Real-World Application
Generative AI moves beyond theoretical frameworks into daily enterprise operations. Here are definition-example pairs of how these concepts manifest in careers and industries.
▶Click to expand: Industry-Specific Use Cases
Legal & Financial Sectors: Summarization
- Concept: Condensing lengthy, dense documents into precise executive summaries.
- Real-World Example: A corporate law firm uses an LLM to automatically parse 500-page M&A contracts. The model extracts key clauses, liabilities, and dates, reducing a paralegal's manual review workload from 15 hours to 1 hour.
Software Engineering: Code Generation
- Concept: AI-assisted development tools predicting and generating functional software code.
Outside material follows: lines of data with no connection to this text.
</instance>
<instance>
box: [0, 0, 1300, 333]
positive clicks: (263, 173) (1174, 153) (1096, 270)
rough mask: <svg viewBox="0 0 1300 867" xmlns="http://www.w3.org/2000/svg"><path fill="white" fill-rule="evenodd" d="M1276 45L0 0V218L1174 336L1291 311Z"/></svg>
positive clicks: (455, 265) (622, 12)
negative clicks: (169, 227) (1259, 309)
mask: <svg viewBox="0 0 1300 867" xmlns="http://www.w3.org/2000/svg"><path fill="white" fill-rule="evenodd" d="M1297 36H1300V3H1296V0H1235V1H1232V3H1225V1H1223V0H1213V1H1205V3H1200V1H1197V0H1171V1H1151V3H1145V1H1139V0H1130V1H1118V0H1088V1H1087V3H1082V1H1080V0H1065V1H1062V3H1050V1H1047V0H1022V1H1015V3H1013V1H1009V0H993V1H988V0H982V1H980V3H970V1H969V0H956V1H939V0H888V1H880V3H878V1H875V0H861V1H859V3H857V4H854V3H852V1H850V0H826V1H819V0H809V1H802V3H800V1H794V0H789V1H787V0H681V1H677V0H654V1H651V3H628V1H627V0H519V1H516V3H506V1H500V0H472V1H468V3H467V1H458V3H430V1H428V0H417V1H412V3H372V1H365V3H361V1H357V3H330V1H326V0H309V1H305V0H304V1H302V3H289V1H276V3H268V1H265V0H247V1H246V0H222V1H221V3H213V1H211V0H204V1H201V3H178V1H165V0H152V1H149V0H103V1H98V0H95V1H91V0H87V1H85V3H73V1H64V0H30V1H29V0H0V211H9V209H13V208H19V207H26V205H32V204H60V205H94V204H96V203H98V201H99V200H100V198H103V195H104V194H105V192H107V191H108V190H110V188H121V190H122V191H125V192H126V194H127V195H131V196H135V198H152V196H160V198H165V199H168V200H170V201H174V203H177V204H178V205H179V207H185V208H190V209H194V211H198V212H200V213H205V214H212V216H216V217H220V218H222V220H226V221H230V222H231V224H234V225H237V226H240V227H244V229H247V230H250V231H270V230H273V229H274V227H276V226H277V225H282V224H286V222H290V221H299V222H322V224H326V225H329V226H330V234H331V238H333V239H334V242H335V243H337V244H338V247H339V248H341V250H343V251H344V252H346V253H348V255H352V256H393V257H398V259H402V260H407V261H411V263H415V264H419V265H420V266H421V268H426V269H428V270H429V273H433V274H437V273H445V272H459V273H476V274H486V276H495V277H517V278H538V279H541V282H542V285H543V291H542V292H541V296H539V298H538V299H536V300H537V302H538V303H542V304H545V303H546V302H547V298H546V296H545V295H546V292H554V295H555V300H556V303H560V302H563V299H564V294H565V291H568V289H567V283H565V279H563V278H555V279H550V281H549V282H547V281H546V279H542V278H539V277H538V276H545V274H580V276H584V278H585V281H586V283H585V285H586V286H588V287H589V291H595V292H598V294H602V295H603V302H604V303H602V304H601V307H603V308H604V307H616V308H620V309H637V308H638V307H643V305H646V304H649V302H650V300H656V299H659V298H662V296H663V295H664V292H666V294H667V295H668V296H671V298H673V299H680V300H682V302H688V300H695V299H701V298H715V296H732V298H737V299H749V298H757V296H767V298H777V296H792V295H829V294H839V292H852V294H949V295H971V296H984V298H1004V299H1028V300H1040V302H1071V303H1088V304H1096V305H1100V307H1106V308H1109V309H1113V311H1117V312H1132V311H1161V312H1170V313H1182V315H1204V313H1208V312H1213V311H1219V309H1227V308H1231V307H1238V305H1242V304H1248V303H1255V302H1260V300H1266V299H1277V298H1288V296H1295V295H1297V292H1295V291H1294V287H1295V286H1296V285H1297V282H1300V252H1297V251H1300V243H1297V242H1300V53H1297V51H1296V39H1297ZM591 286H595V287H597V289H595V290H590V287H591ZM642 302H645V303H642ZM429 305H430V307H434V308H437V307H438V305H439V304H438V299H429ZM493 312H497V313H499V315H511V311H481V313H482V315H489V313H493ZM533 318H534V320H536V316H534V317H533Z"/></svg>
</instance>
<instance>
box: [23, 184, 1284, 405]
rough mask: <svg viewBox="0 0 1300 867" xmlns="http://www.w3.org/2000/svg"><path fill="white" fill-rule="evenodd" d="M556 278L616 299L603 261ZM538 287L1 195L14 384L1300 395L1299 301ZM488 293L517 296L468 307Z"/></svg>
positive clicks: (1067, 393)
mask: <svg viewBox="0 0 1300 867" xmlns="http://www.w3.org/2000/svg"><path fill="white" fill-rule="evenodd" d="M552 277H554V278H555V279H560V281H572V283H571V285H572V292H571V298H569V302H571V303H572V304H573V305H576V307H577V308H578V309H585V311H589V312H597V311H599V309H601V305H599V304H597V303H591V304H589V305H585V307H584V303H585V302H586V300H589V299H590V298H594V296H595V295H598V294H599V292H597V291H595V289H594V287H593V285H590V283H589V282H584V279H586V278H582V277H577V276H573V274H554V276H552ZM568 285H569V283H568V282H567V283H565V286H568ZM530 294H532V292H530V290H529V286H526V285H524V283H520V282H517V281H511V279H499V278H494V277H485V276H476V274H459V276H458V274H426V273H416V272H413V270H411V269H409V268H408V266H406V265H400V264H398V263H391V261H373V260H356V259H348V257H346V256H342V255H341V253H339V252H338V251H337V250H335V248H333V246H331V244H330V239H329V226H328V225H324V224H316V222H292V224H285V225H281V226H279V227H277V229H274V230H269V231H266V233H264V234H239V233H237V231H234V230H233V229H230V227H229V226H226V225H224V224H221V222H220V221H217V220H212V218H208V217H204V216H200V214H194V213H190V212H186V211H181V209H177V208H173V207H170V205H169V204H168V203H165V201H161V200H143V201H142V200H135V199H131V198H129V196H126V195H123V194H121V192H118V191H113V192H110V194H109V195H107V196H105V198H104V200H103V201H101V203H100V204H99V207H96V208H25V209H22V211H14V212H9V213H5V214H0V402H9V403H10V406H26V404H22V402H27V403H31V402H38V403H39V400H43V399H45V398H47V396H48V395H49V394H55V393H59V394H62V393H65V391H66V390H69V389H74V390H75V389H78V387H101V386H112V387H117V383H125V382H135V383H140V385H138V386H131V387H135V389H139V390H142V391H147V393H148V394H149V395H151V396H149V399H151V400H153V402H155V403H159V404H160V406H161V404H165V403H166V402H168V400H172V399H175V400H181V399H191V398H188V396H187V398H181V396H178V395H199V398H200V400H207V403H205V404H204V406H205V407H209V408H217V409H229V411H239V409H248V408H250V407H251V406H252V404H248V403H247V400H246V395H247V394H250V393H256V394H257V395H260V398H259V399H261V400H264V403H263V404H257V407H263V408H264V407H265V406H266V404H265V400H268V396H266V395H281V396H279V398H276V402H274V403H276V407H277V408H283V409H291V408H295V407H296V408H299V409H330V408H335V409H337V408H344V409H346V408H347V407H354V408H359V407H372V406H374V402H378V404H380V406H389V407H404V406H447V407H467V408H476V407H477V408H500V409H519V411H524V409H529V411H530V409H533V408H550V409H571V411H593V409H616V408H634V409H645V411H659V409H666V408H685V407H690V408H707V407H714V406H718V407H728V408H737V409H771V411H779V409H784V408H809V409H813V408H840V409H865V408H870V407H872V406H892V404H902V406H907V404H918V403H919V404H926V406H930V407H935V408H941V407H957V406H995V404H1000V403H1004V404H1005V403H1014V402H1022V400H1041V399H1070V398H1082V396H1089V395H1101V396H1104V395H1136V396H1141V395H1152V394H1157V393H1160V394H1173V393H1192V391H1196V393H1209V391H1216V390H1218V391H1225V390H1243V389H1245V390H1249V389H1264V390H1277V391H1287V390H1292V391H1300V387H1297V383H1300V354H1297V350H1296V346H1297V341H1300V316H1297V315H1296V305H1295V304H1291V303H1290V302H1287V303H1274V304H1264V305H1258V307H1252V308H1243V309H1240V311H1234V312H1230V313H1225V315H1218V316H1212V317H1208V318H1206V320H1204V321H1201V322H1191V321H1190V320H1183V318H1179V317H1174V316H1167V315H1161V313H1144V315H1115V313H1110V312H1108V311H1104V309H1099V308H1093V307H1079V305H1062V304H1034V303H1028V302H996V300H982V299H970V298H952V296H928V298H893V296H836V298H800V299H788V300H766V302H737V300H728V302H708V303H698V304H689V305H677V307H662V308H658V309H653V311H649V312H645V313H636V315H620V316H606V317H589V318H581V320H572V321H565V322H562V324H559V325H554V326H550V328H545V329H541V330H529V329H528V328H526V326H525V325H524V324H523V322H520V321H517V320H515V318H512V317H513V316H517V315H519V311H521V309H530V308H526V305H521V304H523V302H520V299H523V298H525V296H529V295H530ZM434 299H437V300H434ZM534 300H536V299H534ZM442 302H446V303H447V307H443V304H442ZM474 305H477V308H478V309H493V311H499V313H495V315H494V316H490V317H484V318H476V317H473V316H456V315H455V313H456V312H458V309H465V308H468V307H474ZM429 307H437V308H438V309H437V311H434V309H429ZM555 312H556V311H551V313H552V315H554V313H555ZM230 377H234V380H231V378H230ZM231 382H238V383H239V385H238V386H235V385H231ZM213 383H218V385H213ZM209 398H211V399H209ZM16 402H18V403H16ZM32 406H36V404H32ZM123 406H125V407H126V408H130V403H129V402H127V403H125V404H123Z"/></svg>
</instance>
- Real-World Example: A developer writing a Python application types a comment:
# Connect to AWS S3 and download the latest log file. The AI assistant immediately generates the exactboto3code snippet required, complete with error-handling logic.
Retail & E-Commerce: Chatbots & Recommendations
- Concept: Using Retrieval-Augmented Generation (RAG) to provide contextual, human-like customer support.
- Real-World Example: An online clothing retailer deploys a virtual agent. When a user asks, "Where is my order?" the bot retrieves the user's order history from a database (RAG) and formulates a polite, customized response explaining the shipping delay, rather than a generic "Check your email" auto-reply.
The "Big Picture" Context
Understanding these use cases is critical for professionals looking to lead digital transformation. By automating routine operations (System 1 thinking tasks) and creating agentic workflows for complex problems (System 2 thinking tasks), organizations can focus human capital on high-level strategic initiatives rather than manual data processing.
[!WARNING] Limitations & Constraints Always remember the disadvantages: GenAI models can hallucinate, lack interpretability, and introduce non-deterministic results. They must be constrained with proper guardrails, especially in highly regulated fields like healthcare and finance where 100% accuracy is legally mandated.